Humanity faces an ‘information black hole’: Internet pioneer

Imagine if our period of history never existed. This fear could be a reality unless our digital information – from tweets to emails – is preserved, a top internet pioneer has warned.

Google vice-president Vint Cerf, said future historians looking to study the 21st century will find an "information black hole" because the programs needed to view our digital files will soon become be obsolete.

Speaking at the American Association for the Advancement of Science's annual meeting on Thursday, Cerf argued the world needed "digital vellum" – a way to preserve digital information over a long period of time so that in the future, our files will be readable.

"The emails, the tweets, and all the other things that we take for granted today may have evaporated into thin air because nobody preserved them," Cerf told delegates.



Chandan Khanna | AFP | Getty Images

Cerf said this can already be seen: in VHS tapes. People still have them, he explained, but finding the device to play them is becoming increasingly difficult. Even if future historians had our Excel files, there is no guarantee that they will have the right software to "interpret" it because it would be defunct, the Google executive said.

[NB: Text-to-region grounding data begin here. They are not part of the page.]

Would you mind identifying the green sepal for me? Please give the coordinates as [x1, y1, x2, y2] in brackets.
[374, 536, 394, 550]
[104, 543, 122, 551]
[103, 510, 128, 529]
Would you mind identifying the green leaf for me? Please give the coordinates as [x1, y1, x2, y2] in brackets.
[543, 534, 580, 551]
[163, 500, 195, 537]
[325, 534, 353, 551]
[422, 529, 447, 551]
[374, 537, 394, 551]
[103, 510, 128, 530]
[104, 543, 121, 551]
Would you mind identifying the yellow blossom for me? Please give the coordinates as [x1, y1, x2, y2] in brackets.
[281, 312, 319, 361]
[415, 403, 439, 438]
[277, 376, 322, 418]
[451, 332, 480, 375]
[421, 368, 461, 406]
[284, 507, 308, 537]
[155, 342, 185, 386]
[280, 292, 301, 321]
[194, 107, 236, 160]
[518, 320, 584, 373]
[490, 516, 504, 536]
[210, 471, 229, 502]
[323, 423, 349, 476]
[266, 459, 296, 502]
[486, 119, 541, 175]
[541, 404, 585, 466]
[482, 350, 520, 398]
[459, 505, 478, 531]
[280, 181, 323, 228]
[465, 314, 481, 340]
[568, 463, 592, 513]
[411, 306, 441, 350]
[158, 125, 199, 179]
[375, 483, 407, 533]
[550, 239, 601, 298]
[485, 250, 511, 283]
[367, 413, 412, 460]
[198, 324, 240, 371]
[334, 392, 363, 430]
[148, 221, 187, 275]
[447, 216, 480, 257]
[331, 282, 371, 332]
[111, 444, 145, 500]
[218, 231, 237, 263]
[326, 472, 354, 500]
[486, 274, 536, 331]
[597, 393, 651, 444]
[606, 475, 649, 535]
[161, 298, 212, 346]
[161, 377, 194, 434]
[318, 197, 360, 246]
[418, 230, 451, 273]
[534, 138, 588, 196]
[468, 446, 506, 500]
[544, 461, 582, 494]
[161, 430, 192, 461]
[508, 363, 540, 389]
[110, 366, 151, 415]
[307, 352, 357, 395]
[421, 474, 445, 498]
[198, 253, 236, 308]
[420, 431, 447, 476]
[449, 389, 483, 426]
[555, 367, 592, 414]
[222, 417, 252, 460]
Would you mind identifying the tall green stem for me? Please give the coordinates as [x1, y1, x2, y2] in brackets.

"We don't have a standard way of hanging onto the software as well as the bits of these digital objects so that we can use them years and years later," Cerf warned.

Preservation

History has been so far preserved on materials such as papyrus or baked clay, Cerf said but scholars in the future would be faced with a bunch of digital files from our time that they would not be able to decipher.

But there is hope that our civilization's history will be preserved. Researchers at Carnegie Mellon University in Pittsburgh, led by a man called Mahadev Satyanarayanan, have begun a project called Olive.

Under this mission, the researchers capture a "snapshot" of programs and the operating system on which they run. This can then be opened on a so-called "virtual machine" – a piece of software that replicates the operating system on which the original software runs. So in a hundred years, if someone wanted to open a Word document from Microsoft Office 97, this would be possible.

Copyright issues?

However, there still could be problems ahead. Cerf said there could be legal issues over copying some software while it is still in use but preserving the data should be written into copyright law.

"One problem is that the software may have intellectual property rights attached ot them, so you may not have any right to keep copies…you might not be able to share a copy…with somebody else," he explained.